A major revision of the evidence published in the Science magazine appears:
- The fungus has produced at least 501 deaths of amphibians (6.5% of known species). T
- 90 have been consolidated or removed at the wild, while other species have fallen by over 90% t
- In many species fungi are the major cause of amphibian death, but others collaborate with habitat loss, climate change and extinction from invasive species to drive species to plantations. below.
More stories you may want to have:
- Should cats be thrown to stop it extinction?
- Lifetime live fossil; for extinction
- New Frog & # 39; found in India
The scientists say that globalization and wildlife trade are the main causes of this pandemic and they give the disease an opportunity to spread.

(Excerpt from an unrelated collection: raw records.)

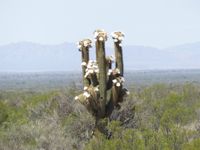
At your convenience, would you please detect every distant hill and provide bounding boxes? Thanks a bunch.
[0,42,200,72]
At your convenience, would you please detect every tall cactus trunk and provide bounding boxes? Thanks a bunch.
[97,40,107,117]
[75,30,127,137]
[82,47,90,87]
[114,41,124,76]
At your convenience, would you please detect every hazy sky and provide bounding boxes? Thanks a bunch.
[0,0,200,48]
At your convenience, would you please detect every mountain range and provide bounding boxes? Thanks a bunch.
[0,42,200,72]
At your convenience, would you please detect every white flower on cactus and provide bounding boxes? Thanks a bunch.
[110,55,115,62]
[115,68,120,74]
[118,36,124,41]
[108,69,112,75]
[112,79,117,83]
[116,82,121,87]
[126,91,130,95]
[121,77,125,82]
[94,87,99,92]
[74,96,79,100]
[95,69,99,73]
[99,37,104,41]
[83,92,90,98]
[77,44,82,49]
[81,62,87,66]
[83,86,88,91]
[114,39,118,43]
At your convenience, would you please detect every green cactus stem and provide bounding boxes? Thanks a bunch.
[112,32,124,76]
[96,32,107,117]
[78,39,92,87]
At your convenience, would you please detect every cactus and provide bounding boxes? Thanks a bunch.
[75,30,129,135]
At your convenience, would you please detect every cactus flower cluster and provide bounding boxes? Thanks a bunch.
[75,30,129,118]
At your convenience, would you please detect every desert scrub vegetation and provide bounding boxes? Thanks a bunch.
[0,83,200,150]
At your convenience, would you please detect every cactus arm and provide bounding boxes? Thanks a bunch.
[78,39,92,87]
[112,32,124,76]
[98,41,107,116]
[114,42,124,76]
[95,30,107,117]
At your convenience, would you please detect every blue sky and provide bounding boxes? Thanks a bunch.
[0,0,200,48]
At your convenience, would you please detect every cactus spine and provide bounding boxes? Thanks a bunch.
[75,30,129,130]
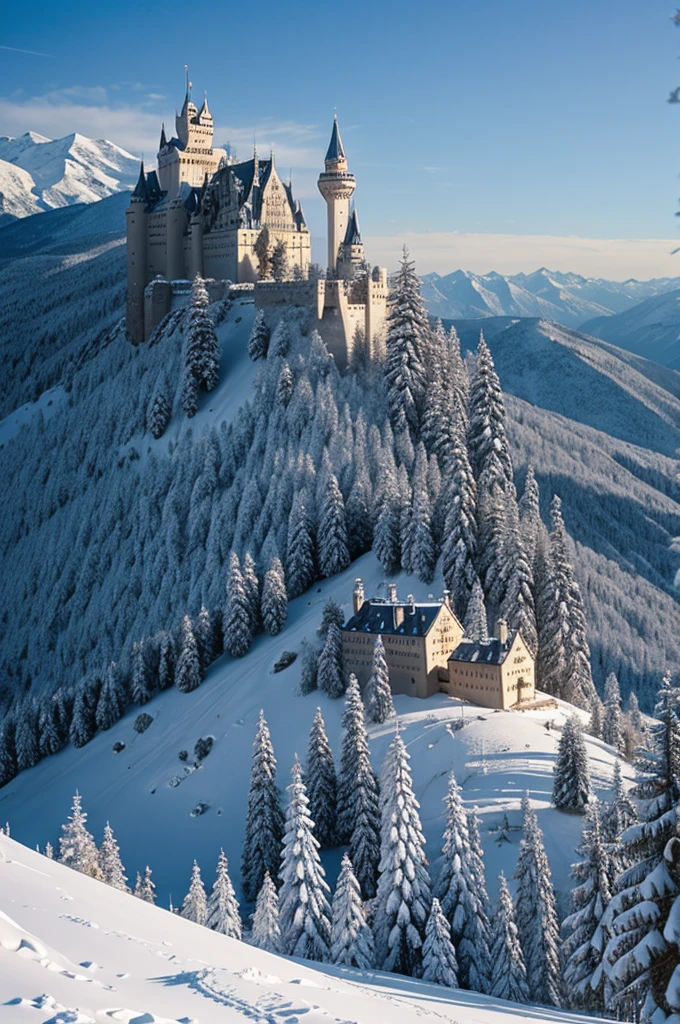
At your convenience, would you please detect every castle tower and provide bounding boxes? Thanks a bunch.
[318,116,356,278]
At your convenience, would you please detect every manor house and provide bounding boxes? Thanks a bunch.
[126,77,387,369]
[342,580,536,710]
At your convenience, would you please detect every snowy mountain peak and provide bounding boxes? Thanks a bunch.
[0,132,139,224]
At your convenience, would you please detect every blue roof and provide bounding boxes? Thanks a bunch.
[326,118,346,160]
[342,600,441,637]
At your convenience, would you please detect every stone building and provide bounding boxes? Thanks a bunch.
[126,74,311,344]
[342,580,536,710]
[342,580,463,697]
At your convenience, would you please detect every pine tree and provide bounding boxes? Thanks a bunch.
[602,672,622,751]
[279,759,331,963]
[148,380,172,440]
[604,676,680,1021]
[317,623,345,699]
[304,708,338,850]
[134,864,156,903]
[248,309,269,359]
[464,577,488,640]
[491,873,529,1002]
[250,871,281,953]
[562,804,612,1016]
[94,662,127,729]
[175,615,203,693]
[260,555,288,637]
[514,797,561,1007]
[99,821,130,893]
[222,551,253,657]
[59,791,101,879]
[206,850,243,939]
[179,861,208,925]
[423,896,458,988]
[331,853,376,971]
[241,712,284,902]
[552,715,593,813]
[434,772,491,992]
[318,473,349,577]
[440,435,481,617]
[366,636,395,723]
[385,247,429,437]
[286,490,315,598]
[373,732,431,978]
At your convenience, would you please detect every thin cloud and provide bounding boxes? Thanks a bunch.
[0,46,56,60]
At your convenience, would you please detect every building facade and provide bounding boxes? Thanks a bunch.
[342,580,536,710]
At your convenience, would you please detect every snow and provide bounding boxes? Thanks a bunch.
[0,836,606,1024]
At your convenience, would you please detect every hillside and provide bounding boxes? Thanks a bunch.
[0,132,139,225]
[423,267,680,327]
[0,837,606,1024]
[583,290,680,370]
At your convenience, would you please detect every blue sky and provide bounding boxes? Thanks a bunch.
[0,0,680,278]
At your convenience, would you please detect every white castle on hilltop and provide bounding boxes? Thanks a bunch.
[126,72,387,368]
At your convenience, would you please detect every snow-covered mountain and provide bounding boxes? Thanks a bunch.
[0,132,139,224]
[582,290,680,370]
[423,267,680,327]
[0,837,599,1024]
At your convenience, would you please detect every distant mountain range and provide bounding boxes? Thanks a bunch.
[0,132,139,225]
[423,267,680,327]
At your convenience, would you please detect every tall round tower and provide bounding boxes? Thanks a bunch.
[318,117,356,276]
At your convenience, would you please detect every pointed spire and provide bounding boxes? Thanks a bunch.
[132,160,148,203]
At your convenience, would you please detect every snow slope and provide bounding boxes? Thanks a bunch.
[0,132,139,224]
[0,837,606,1024]
[582,291,680,370]
[423,267,679,327]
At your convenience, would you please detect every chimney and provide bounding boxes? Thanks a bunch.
[352,580,364,615]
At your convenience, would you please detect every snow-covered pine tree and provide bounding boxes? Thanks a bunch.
[179,861,208,925]
[222,551,253,657]
[194,604,217,673]
[562,804,612,1016]
[439,434,483,618]
[514,796,562,1007]
[331,853,376,971]
[59,791,101,879]
[206,850,243,939]
[602,672,622,751]
[94,662,127,729]
[434,772,491,992]
[304,708,338,850]
[130,638,154,706]
[552,715,593,813]
[490,873,528,1002]
[286,489,316,598]
[316,623,345,699]
[241,712,284,903]
[385,247,429,437]
[248,309,269,359]
[175,615,203,693]
[260,555,288,637]
[464,575,488,640]
[366,636,395,723]
[604,676,680,1022]
[423,896,458,988]
[373,732,431,978]
[99,821,130,893]
[134,864,156,903]
[279,758,331,963]
[250,871,281,953]
[148,380,172,440]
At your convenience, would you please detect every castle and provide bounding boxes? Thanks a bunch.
[126,72,388,369]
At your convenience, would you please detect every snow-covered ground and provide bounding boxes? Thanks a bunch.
[0,836,606,1024]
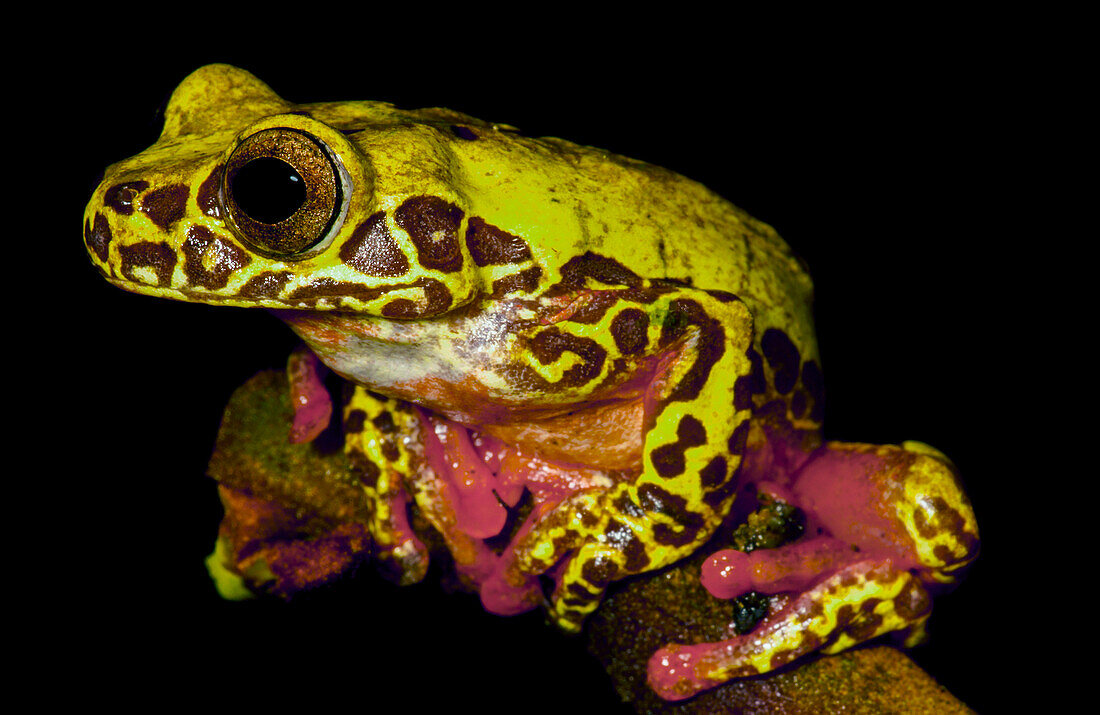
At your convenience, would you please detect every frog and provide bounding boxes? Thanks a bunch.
[84,64,979,700]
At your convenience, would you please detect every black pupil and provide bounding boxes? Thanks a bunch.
[231,156,306,223]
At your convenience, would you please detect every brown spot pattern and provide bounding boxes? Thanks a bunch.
[893,578,932,622]
[119,241,176,288]
[466,217,531,266]
[612,308,649,355]
[660,298,726,403]
[348,449,382,488]
[340,211,409,278]
[525,327,607,387]
[238,271,290,300]
[394,196,463,273]
[141,184,190,229]
[699,457,729,490]
[180,226,252,288]
[84,213,111,263]
[638,484,704,547]
[195,164,224,219]
[103,182,149,216]
[650,415,706,479]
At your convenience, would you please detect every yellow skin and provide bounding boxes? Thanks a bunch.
[85,65,977,699]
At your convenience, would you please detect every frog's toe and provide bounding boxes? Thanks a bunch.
[648,560,932,700]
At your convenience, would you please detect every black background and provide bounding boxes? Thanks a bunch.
[32,18,1037,712]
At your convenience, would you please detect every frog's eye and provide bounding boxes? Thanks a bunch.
[221,129,344,259]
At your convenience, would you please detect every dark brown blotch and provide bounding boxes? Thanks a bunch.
[528,328,607,386]
[466,217,531,266]
[612,308,649,355]
[180,226,252,289]
[650,415,706,479]
[340,211,409,278]
[726,420,750,454]
[394,196,463,273]
[141,184,190,229]
[103,182,149,216]
[84,213,111,263]
[119,241,176,288]
[699,455,729,490]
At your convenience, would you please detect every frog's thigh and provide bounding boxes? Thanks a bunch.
[517,289,752,629]
[343,385,428,583]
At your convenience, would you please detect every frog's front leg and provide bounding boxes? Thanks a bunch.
[343,385,428,584]
[649,442,978,700]
[512,287,752,630]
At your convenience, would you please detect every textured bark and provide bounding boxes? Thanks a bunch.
[209,372,971,713]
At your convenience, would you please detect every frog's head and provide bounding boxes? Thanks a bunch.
[84,65,503,318]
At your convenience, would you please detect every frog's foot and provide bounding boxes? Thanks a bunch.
[648,554,932,701]
[343,386,428,584]
[286,345,332,444]
[649,442,978,700]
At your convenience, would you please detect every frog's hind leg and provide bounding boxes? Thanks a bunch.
[343,385,428,584]
[648,559,932,701]
[516,287,752,630]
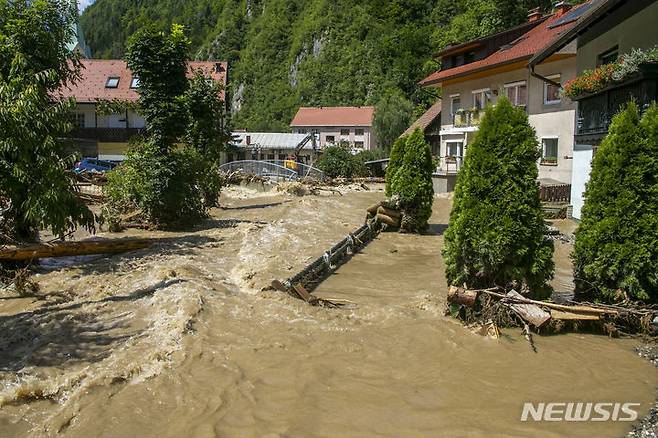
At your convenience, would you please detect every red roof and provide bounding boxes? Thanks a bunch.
[290,106,375,126]
[420,3,587,86]
[400,99,441,137]
[60,59,227,103]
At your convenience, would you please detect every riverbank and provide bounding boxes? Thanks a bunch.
[0,188,657,437]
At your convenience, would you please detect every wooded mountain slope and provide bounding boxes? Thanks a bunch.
[81,0,550,131]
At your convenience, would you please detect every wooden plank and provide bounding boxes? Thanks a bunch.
[551,309,601,321]
[507,291,551,327]
[0,239,153,261]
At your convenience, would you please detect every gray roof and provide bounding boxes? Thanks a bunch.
[231,132,319,149]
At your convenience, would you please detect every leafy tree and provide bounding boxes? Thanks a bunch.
[126,24,190,152]
[104,25,230,228]
[384,137,407,196]
[443,98,554,298]
[373,92,414,149]
[316,144,365,178]
[572,103,658,302]
[391,128,434,233]
[0,0,94,239]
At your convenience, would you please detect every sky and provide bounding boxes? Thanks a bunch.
[78,0,94,12]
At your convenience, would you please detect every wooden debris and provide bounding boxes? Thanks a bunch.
[448,286,478,308]
[507,291,551,328]
[0,239,153,261]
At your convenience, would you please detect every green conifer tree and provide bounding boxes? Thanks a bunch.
[391,128,434,233]
[385,137,407,196]
[572,103,658,302]
[443,98,554,298]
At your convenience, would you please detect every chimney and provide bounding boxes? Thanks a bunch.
[528,8,541,23]
[553,1,571,17]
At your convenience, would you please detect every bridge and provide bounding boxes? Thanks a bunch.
[219,160,325,181]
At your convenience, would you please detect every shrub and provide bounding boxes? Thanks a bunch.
[572,103,658,302]
[385,137,407,196]
[391,128,434,232]
[316,144,366,178]
[104,142,221,229]
[443,98,554,299]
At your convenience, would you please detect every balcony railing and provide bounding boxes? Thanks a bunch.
[436,156,464,175]
[575,66,658,143]
[452,109,484,128]
[71,128,146,142]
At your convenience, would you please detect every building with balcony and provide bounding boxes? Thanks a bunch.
[290,106,378,150]
[421,3,591,191]
[59,59,227,161]
[529,0,658,219]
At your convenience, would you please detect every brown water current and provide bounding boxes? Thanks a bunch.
[0,188,657,438]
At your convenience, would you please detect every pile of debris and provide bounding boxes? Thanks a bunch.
[446,286,658,348]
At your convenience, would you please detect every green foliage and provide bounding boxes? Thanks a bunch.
[315,144,366,178]
[443,98,554,298]
[184,72,231,163]
[572,103,658,302]
[82,0,550,130]
[391,128,434,233]
[126,24,190,153]
[105,25,230,228]
[384,137,407,196]
[0,0,94,239]
[104,142,220,229]
[373,91,414,149]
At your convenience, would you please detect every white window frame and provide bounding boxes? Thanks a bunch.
[450,93,462,116]
[471,88,491,110]
[540,135,560,166]
[503,80,528,108]
[105,76,121,88]
[544,73,562,105]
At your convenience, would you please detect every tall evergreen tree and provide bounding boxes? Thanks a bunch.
[572,103,658,302]
[443,98,554,298]
[391,128,434,233]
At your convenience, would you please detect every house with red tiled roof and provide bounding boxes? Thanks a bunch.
[58,59,227,161]
[290,106,378,150]
[421,0,600,191]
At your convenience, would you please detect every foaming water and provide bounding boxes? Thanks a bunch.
[0,189,656,437]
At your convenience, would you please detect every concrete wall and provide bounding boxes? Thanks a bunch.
[577,0,658,73]
[292,126,378,150]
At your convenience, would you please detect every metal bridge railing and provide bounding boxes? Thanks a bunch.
[219,160,325,181]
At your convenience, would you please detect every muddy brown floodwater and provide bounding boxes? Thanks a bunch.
[0,183,657,438]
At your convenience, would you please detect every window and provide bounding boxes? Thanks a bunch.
[596,46,619,67]
[541,137,557,164]
[71,113,85,128]
[450,94,462,116]
[105,77,119,88]
[473,88,491,110]
[446,141,463,157]
[505,81,528,107]
[544,75,561,105]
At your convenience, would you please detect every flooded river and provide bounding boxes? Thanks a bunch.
[0,189,657,438]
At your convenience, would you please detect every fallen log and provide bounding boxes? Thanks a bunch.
[0,239,153,261]
[377,205,402,220]
[375,213,400,228]
[507,291,551,328]
[448,286,478,308]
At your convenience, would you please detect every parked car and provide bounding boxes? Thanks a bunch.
[73,158,117,173]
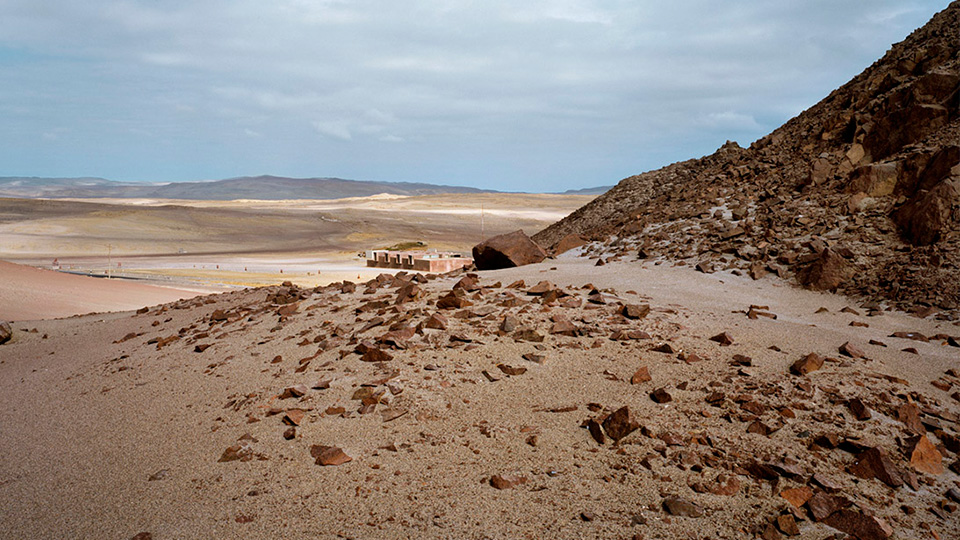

“People are moving plants and animals around the world at an ever-growing level, including patches in new areas," said Dr Scheele.
According to two Canadian experts, the fungus is "one other note in the chest for a worldwide amphibian world".
Loss of habitat, use and climate change are the main threat to thousands of species, according to Dan Greenberg and Wendy Palen from Simon Fraser University in Burnaby, Canada.
“These risks often work together, but there are clear regulatory actions to address at least some: protecting habitat, preventing wild populations, and preventing trade," they wrote in an article an introduction to the new Science research.